May 8th, 12:30 PM May 8th, 1:30 PM

Efficacy of Intraoperative Recurrent Laryngeal Nerve Monitoring: A Single-Institutions’ Experience

Objective: To evaluate the efficacy of intraoperative nerve monitoring (IONM) during thyroidectomy in preventing recurrent laryngeal nerve (RLN) injury.

Design: Retrospective cohort study.

Setting: Academic institution.

Patients: Consecutive sample of subjects undergoing thyroidectomy by experienced endocrine surgeons between 2006 and 2008 at a single institution.

Intervention: Intraoperative RLN monitoring.
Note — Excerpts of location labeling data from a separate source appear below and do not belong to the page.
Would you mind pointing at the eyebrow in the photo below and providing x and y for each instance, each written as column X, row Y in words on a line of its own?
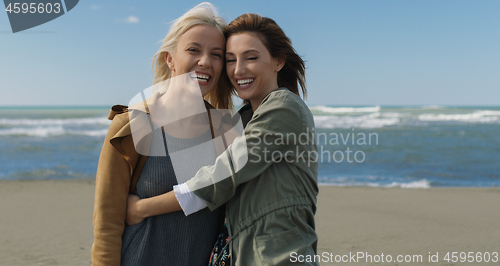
column 197, row 44
column 245, row 52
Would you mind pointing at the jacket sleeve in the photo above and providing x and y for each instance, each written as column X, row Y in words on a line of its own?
column 249, row 156
column 110, row 205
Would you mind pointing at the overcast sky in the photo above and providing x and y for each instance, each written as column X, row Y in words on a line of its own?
column 357, row 52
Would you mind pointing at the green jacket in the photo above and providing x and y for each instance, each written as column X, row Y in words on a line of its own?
column 271, row 200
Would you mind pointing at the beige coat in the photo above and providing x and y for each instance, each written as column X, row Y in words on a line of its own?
column 117, row 174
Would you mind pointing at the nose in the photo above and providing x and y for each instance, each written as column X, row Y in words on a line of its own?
column 205, row 61
column 240, row 68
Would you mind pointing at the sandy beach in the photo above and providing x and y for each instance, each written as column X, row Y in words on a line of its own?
column 50, row 223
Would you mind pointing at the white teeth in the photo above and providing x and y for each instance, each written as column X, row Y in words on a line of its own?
column 244, row 81
column 201, row 77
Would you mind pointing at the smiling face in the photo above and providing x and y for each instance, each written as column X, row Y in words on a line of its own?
column 199, row 49
column 250, row 67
Main outcome measure: RLN injury.

Results: Between 2006 and 2008, 296 subjects underwent thyroid lobectomy or total thyroidectomy by the authors. One patient was excluded because of preoperative documentation of RLN injury. IONM was used in 253 (88%) cases, with a total of 403 nerves at risk of injury. Loss of RLN signal following surgical dissection occurred in 13 cases, prompting a change in surgical plan in one case. Post-operative laryngoscopy was performed in eight patients with hoarseness, documenting vocal cord paralysis in one patient who had clear intraoperative anatomic evidence of RLN injury. In no case did loss of RLN signal after dissection lead to nerve injury in the absence of anatomical evidence of injury as detected by the surgeon.

Conclusions: IONM added cost and resulted in surgeon angst in cases of malfunction without a clear benefit in RLN identification and protection. Anatomic identification of the RLN should remain the gold standard in preventing RLN injury during thyroidectomy.